Imaginemos al primer homo erectus que descubrió el modo de manejar fuego. Ahí está, intentando explicar a sus congéneres el proceso vía gruñidos. Visualicemos los rostros de terror y estupor al contemplar cómo, mágicamente, el homínido más valiente se atreve a llevar chispas incandescentes de un lugar a otro. Las hogueras se encienden, el frío se aleja. Los alimentos se tuestan sobre brasas. Una parte de la comunidad homínida está agradecida. Solo una parte, por supuesto: paralelamente se forman facciones contra el desarrollo; grupos de envidiosos, chamanes, vividores o adoradores del inmovilismo. Ochocientos mil años después el “que me quede como estoy”, sigue siendo la religión atea más extendida; se basa en el rechazo a cualquier novedad. Por si acaso.
En una sociedad acomplejada y miedica la energía renovable representa el fuego del homo erectus, el pensamiento no lineal, la otra cara de la verdad… representa el cambio que podría revolucionar la sociedad desde los cimientos. Y nadie se atreve a dar el paso, hasta que alguien lo hace.

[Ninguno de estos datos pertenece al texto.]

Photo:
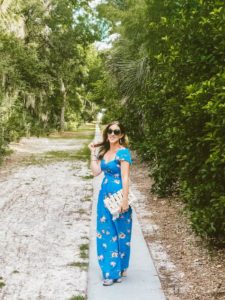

Los detractores inmovilistas se han quedado sin argumentos, especialmente sin el clásico pilar de toda discusión en contra de las alternativas limpias: la rentabilidad. El coste anual de la energía se verá reducido en un 23%. Pero en El Hierro no se detendrán ahí; quieren llegar mucho más allá. Intentarán que en el 2020 todos los vehículos de sus 10.000 habitantes sean eléctricos.
Desde la península vemos los avances de la pequeña isla y nos rascamos el cogote, como los primeros homínidos miraban a distancia, con cara de idiotas, encender fuego. Gruñimos, y el gobierno trabaja para desmontar las energías renovables. Gruñimos, y las centrales nucleares se descomponen de pura vejez. Y nos miramos los unos a los otros, sin movernos ni entender demasiado qué está ocurriendo, con cara de cejijunto y patidifuso homo erectus.